授業はそれで一区切りとして、休憩時間を挟むことにした。
「それと、日直を決める。日直は日替わりで交代だ。とりあえず今日は黒ノ。お前が今日の日直を務めろ」
「ふむ。まあ先生がやれと言うなら、やってやるさ」
黒ノは、やれやれ、といった感じで言った。全くこいつは。素直にはい、と言えないのか。
「日直は授業の開始と終了に号令を掛ける。黒ノ。号令を」
「はいはい、分かったよ。起立」
黒ノが適当な声で号令を掛けた。全員が立ち上がって、黒ノの声によって頭を下げる。元死刑囚の彼女たちだが、一応は義務教育を終えている。授業開始終了の号令などの、一般的な学校の常識はあるようであった。
俺は休憩のために教室を出た。
「城島先生」
すると監視役の一人が俺に声を掛けてきた。飯塚さんと同じ雰囲気の、優しげな雰囲気の初老の男性である。
「石垣さん」
俺は彼の名を呼ぶ。彼は石垣 五郎。生徒たちのいた拘置所の刑務官である。
「城島先生。ちょっと話しませんか」
「ええ、良いですよ」
生徒たちの監視役は数人いた。石垣は生徒たちの監視を他の人に任せて、俺と一緒に廊下を歩いて行く。
「驚きましたよ。彼女たちが、あんなに楽しそうで」
石垣は感慨深く言った。生徒たちが拘置所に居た頃、石垣は生徒たちが居た棟の管轄であった。そのため、拘置所での生徒たちの様子をよく知っているのだ。

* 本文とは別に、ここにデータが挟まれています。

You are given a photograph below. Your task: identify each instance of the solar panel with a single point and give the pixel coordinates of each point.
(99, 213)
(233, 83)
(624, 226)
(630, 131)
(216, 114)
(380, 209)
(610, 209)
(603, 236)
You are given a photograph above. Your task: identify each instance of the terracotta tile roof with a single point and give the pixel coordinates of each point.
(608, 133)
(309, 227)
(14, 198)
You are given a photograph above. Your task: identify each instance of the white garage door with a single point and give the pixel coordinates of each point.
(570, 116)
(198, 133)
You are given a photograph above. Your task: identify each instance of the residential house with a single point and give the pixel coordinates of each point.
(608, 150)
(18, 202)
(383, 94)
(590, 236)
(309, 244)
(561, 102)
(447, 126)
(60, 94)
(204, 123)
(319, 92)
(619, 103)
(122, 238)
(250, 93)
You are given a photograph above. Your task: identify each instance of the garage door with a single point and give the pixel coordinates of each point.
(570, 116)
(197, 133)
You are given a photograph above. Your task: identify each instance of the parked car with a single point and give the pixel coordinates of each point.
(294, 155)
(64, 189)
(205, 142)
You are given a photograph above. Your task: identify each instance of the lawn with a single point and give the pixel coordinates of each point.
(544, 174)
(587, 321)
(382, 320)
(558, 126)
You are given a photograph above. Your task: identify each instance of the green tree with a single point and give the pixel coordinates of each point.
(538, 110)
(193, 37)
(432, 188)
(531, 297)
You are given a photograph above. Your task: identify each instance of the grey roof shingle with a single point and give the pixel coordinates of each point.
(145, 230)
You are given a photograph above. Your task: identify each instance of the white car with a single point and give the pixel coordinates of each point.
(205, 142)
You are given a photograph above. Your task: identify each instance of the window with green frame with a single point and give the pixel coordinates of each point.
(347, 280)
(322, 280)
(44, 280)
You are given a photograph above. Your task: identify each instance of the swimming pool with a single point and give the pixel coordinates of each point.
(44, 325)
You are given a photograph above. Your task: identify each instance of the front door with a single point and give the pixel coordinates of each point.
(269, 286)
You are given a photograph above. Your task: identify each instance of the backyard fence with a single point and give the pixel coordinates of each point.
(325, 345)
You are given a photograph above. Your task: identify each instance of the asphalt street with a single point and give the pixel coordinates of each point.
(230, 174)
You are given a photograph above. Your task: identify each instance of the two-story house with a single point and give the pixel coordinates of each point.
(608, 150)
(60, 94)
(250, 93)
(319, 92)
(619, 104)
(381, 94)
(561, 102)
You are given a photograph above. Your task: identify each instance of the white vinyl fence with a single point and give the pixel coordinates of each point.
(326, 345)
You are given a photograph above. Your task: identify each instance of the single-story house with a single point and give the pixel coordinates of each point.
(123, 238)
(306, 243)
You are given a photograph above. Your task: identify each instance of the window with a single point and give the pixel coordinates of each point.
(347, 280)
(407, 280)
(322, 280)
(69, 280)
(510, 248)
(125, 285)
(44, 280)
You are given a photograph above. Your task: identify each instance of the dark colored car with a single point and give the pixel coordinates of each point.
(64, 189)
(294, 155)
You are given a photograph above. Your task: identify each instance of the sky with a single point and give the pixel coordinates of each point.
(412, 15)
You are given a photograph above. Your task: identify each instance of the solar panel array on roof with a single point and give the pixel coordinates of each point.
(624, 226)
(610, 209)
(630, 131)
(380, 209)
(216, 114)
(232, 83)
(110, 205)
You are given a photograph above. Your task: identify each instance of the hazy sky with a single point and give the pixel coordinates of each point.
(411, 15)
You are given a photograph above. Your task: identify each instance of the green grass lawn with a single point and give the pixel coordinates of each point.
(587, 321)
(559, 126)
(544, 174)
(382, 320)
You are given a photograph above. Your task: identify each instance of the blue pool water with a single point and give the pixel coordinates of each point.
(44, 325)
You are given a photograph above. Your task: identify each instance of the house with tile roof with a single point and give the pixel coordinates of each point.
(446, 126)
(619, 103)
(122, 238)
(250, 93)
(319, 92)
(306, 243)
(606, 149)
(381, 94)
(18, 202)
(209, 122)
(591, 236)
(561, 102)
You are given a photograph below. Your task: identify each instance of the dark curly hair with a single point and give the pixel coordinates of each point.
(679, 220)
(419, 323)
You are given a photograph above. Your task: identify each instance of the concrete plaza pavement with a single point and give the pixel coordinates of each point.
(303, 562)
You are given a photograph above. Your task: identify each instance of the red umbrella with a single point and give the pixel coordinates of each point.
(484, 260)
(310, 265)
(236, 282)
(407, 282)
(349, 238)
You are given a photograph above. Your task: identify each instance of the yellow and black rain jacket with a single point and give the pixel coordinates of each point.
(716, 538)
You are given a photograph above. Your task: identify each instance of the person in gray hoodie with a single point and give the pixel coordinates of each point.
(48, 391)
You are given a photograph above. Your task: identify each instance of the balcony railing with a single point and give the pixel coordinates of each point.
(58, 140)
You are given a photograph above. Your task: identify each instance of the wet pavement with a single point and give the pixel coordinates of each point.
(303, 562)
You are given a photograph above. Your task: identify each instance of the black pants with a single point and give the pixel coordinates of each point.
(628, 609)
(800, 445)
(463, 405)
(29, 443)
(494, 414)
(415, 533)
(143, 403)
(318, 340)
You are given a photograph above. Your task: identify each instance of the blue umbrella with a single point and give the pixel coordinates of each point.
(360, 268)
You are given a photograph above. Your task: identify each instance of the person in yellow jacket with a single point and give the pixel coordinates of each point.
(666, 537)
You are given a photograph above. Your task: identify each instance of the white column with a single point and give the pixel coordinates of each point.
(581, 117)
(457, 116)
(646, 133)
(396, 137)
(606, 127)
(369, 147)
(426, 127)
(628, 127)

「拘置所に居た頃の生徒たちは、どんな感じだったんですか?」
俺は拘置所で過ごす生徒たちの様子が想像できなくて、気になった。
「普通、ですよ」
石垣は短く答えた。
「城島さん。私は長年、死刑囚たちを見てきたから分かるんですけどね。やはり死の恐怖ってのは、凄まじいものなんです。死刑囚たちは様々な態度を取っています。中には余裕そうに振る舞っている者も。でも分かっちまうんです。それらが全部、いずれ来る死に対する恐怖を誤魔化しているだけだと」
石垣さんは思い出しているかのように、語る。
「死刑囚はいつ死刑が執行されるか分からないんですよ。死刑を執行する日になった当日に、初めて知ることになる。それを死刑囚も分かっているから、毎日を怯えて過ごしているんです。今日は生きられたけど、明日は分からない、とね」
それはさぞかし怖いことだろう。
「生徒の一人である火口さん。城島さんも先ほど知ったかと思いますが、彼女は特に精神が脆くてね。我々刑務官の足音がいつもと違っただけで、それはもうビクビクと震えていましたよ」
「足音が違うだけで?」
「ええ。刑務官も人間ですから、死刑を執行するとなると、やはり違いが出てくるのかも知れません。彼女はそれで、ついに自分の番が来たのだと誤解して怯えてしまうんです」
火口のメンタルの弱さは先ほど把握しただけに、彼女にとって拘置所での暮らしが過酷だったのは想像に難くない。
「城島さん。先ほど私は、普通と答えましたね。彼女たちは、至って普通でした。他の死刑囚と変わらずに、死に怯えておりました」
「そう、ですか……」
俺は言葉に詰まりながらも、何とか返事をした。教室では、あんなにも飄々とした様子であった彼女たち。しかし拘置所で死刑を待っていた時は、死に怯えていたという。
「死刑ってのは、やはり罰なのですよ。そして死刑囚は、罰を受けるだけで精一杯なんです。反省をする余裕なんてありません。なので死刑囚に求められるのは、反省ではなく、ただ罰を受けることのみなんです。でもね、城島さん」
石垣は立ち止まって、俺に真っ直ぐ向いた。
「死刑制度は廃止となりました。彼女たちに、反省する余裕が与えられました。彼女たちは初めて、反省することを求められているんです」
石垣は、熱意を込めて、言い放った。
「城島さん。どうか彼女たちを、しっかりと反省させて下さい」
石垣はそして、頭を下げたのであった。